8 Temmuz 2017 Cumartesi

Gdansk trenindeyiz. Kuba bize "Trende yer yok ama ilk kompartımana bilin kesin oturacak yer bulursunuz." demişti. Üç tane kompartman değiştirdikten sonra baktık böyle olmayacak, koridorda duvara yapışık sandalyeyi açıp oturduk ve Gdansk'a vardık. 

Öyle güzel bir şehir ki tren durağında bunu hissettiriyor:






Ekşi sözlükte tren garının orada Türk dönercisi olduğu yazıyordu, etrafa bakındık. "İstanbul, Habib" gibi isimler genelde yabancıların kafasındaki develi İstanbul sokakları imajından çıkmış dükkan isimleriydi. "LEZZETLİ" ismini görünce direkt girdim. Döner 14 liraydı, Polonya'ya göre ucuz mu pahalı mı tereddüt ettik, satıcı abi "Siz Türk müsünüz? Burada döner Türkiye'dekiyle aynı fiyat ama porsiyon büyük." diyince neyse oturalım dedik. Yarım orta boy somun ekmek arasıydı ve malzemesi boldu, adam haklıymış.

Hostele gittik. Eşyaları bırakıp elimize şehir haritasını alıp yeni maceralara yelken açtık.

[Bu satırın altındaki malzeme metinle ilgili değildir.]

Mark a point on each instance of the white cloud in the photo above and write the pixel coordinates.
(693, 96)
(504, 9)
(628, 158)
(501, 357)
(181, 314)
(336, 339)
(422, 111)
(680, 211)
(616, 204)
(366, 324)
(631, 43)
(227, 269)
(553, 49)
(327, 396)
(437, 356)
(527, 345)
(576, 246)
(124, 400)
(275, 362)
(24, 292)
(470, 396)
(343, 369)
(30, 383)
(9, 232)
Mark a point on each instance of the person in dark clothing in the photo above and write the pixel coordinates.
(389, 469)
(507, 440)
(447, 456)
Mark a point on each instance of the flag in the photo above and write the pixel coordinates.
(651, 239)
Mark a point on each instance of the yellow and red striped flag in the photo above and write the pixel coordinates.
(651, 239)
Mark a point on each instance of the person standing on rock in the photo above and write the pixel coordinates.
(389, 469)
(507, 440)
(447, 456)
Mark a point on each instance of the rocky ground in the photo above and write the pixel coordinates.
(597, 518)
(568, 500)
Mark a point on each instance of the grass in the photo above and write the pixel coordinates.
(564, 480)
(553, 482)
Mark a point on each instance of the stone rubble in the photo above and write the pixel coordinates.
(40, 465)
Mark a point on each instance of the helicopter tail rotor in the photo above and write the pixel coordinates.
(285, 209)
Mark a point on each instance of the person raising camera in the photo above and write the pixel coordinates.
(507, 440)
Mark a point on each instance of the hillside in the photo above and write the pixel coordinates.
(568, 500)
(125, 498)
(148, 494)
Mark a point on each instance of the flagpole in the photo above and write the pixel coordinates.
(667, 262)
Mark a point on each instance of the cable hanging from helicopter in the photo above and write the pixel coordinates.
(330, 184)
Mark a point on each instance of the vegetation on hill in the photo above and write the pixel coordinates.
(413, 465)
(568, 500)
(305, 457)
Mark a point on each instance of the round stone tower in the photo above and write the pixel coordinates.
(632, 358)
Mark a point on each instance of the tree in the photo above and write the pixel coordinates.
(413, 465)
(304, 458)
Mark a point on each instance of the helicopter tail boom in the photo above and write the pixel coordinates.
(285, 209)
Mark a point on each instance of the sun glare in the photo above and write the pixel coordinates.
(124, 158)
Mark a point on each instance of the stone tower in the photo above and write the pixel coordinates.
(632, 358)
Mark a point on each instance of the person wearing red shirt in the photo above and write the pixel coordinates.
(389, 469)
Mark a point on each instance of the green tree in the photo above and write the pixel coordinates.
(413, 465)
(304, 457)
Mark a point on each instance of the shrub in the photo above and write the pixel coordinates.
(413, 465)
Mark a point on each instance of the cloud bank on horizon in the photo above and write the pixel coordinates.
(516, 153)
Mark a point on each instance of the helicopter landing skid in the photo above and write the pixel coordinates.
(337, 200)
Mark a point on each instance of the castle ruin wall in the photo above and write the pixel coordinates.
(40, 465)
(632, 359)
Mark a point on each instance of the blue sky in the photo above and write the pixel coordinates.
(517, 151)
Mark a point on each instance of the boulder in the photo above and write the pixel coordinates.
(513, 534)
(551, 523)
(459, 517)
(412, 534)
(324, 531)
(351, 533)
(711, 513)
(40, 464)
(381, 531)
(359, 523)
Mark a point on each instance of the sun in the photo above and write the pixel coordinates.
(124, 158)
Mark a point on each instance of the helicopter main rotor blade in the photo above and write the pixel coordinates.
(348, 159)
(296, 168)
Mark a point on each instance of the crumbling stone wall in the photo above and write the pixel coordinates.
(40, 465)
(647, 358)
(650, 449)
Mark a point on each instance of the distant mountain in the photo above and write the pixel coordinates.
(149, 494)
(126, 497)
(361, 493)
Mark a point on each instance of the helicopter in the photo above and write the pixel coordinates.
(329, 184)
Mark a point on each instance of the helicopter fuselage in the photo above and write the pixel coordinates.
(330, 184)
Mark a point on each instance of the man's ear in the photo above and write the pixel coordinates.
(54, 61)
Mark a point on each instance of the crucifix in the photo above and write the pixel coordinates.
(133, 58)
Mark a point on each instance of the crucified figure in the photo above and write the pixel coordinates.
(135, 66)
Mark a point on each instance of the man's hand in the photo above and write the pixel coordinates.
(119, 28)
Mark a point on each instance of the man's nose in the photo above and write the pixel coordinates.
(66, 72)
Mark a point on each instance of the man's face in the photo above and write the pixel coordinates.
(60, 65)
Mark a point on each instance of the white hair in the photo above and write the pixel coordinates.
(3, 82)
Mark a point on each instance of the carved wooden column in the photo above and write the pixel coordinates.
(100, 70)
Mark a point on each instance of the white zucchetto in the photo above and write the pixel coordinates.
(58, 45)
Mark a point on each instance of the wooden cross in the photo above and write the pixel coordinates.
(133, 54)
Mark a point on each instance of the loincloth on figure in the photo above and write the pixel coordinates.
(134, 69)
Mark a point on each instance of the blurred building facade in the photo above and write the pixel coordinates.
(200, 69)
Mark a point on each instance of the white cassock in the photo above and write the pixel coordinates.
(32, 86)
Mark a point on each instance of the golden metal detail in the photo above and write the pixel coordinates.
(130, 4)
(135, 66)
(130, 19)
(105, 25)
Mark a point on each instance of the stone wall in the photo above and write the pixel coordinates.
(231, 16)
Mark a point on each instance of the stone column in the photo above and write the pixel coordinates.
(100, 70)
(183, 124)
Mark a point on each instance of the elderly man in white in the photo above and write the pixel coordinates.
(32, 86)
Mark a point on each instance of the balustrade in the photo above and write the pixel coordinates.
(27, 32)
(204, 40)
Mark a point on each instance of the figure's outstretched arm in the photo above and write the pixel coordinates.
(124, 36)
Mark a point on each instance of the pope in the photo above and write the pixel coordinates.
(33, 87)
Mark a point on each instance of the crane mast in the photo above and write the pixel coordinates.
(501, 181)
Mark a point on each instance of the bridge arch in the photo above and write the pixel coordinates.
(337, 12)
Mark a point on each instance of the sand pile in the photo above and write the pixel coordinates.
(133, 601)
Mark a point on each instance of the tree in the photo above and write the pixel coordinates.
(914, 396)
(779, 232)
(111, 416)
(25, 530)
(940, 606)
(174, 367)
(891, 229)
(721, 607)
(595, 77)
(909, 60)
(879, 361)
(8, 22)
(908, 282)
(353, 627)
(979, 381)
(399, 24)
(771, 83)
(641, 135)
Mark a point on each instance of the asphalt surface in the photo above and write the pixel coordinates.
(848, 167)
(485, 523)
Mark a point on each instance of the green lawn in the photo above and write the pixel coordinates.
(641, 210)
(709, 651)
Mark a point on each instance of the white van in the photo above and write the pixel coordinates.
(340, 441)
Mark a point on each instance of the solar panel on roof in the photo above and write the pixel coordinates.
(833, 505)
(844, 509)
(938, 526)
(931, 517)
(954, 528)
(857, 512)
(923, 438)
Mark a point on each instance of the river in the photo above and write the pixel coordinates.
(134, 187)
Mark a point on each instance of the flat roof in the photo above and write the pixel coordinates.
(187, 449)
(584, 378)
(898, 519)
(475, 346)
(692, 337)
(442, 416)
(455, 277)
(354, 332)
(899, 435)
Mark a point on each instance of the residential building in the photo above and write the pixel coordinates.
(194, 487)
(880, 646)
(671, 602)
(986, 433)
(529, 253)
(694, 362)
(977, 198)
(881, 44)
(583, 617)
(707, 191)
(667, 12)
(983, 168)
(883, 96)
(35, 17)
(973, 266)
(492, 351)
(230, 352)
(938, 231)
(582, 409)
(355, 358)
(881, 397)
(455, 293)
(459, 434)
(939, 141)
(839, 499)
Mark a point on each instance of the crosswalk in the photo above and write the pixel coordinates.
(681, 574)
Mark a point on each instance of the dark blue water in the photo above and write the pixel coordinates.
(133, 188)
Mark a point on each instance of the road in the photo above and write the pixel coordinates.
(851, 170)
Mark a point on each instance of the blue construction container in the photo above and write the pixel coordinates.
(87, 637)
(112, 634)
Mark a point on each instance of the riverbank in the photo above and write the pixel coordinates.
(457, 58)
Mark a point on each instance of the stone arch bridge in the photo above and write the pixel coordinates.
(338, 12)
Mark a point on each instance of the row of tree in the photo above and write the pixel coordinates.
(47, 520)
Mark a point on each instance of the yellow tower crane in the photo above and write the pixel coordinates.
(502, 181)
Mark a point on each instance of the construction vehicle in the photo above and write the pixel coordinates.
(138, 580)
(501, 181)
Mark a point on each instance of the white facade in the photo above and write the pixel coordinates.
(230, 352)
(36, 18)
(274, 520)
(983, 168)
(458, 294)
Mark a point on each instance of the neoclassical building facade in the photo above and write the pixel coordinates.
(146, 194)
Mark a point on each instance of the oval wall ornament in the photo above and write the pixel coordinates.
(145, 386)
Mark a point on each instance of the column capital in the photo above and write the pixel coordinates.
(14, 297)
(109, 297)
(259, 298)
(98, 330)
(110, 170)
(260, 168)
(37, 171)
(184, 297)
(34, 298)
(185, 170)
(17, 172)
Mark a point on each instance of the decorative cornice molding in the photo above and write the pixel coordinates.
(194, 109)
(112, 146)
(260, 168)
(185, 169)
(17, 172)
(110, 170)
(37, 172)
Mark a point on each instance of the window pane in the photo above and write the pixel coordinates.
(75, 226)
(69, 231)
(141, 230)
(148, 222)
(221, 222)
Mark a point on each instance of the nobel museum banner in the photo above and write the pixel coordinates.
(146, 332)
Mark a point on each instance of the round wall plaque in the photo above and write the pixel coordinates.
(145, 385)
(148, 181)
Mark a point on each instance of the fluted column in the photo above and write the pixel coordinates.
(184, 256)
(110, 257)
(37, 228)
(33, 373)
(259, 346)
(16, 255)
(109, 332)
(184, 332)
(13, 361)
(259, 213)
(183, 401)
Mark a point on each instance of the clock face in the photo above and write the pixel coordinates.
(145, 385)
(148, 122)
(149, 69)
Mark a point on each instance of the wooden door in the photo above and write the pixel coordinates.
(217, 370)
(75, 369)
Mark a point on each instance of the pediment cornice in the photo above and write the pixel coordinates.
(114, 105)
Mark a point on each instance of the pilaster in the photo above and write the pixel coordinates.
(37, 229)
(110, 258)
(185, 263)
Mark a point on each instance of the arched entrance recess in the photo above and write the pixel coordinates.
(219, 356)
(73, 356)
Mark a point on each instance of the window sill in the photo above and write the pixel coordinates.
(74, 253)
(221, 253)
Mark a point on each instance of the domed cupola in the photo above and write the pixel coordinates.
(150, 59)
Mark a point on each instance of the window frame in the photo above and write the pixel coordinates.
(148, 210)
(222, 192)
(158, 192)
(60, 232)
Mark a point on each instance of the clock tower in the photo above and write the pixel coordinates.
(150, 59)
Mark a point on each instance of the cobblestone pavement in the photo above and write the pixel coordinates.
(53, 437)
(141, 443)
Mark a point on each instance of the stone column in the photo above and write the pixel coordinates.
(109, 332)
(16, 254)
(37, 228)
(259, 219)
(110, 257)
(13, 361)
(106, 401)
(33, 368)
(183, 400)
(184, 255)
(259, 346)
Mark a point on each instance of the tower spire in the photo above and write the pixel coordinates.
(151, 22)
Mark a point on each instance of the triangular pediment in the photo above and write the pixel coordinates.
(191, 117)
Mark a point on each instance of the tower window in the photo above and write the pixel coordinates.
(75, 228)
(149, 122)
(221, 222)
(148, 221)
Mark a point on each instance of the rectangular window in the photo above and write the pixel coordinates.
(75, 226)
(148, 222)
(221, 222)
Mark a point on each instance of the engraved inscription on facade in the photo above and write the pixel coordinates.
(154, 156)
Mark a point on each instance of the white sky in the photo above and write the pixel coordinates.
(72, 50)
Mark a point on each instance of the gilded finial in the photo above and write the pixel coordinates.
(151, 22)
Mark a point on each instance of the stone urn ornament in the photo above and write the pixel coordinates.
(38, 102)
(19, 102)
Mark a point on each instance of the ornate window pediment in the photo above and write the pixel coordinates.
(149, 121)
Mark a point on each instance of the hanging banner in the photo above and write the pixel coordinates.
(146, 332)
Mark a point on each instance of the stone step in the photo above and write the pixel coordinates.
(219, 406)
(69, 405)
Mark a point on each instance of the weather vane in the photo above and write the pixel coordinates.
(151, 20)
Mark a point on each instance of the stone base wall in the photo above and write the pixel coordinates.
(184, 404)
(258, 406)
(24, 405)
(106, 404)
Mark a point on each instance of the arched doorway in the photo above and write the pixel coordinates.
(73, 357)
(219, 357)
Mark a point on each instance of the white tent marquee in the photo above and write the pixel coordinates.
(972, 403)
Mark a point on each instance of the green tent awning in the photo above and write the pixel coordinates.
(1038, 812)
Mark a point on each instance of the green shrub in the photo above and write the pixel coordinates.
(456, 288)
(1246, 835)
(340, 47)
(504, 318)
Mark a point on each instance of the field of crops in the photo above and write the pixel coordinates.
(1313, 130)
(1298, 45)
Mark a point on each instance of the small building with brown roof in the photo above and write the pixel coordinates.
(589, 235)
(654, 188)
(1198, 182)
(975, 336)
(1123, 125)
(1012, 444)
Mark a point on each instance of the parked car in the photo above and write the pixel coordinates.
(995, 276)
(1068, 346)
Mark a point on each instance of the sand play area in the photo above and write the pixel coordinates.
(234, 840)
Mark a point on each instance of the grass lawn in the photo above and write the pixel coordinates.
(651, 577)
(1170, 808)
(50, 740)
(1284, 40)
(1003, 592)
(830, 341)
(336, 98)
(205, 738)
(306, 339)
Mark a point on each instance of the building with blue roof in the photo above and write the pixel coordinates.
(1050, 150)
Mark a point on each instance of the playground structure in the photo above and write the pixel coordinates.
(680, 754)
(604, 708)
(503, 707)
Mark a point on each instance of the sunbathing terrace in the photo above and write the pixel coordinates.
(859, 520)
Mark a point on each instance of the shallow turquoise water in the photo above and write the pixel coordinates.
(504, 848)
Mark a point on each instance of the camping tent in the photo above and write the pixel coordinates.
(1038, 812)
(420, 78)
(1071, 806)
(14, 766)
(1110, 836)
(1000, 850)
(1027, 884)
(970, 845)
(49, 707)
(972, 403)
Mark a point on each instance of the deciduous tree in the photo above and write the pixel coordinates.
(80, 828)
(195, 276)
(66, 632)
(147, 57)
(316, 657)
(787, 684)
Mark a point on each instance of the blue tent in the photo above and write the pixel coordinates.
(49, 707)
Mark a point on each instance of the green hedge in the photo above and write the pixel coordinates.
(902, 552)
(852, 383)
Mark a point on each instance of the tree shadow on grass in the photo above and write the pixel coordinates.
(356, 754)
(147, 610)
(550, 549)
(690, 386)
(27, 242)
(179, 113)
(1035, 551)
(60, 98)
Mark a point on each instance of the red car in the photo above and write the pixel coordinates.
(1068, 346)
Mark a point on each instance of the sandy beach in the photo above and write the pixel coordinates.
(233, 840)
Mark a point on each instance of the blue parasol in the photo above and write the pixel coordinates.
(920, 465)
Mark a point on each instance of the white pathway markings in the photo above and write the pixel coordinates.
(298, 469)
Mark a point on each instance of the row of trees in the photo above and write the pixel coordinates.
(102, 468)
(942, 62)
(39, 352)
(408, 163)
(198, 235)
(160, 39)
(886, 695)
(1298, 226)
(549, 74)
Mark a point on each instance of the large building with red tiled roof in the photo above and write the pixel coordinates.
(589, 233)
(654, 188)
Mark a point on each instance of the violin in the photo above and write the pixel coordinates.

Gdansk kuzeyde Baltık denizine kıyısı olan bir liman kenti. Tarih boyunca Polonyalılar ile Almanlar arasında ping pong topu olmuş. 18. yy'da Almanların eline geçmiş, birinci dünya savaşından sonra nüfusun büyük çoğunluğu Alman iken savaşı Almanlar kaybettiği için Polonya'nın da bir limanı olsun diye Almanya'dan özgür şehir elde edilmiş. Sonra Almanlar işgal etmiş ardından geri dönüşsüz olarak Polonya'ya verilmiş. 

Almanlar için buranın adı "Danzig". Bizim için ise "Daniska". Türkiye'deki satıcılar Alman mallarını kaliteli buluyorlarmış, bu malların üzerinde de Danzig'ten geldi yazıyormuş. Bizimkiler de iyi mallar için "Bu malın daniskası budur abla." diye diye böyle bir söz yerleşmiş dilimize.

Polonyalılar bu Alman çoğunluğuna gereken saygıyı göstermiş. Lehçe yazıların hemen yanında Almancası da var genelde. Almanca konuşan insanlar duymak mümkün etrafta.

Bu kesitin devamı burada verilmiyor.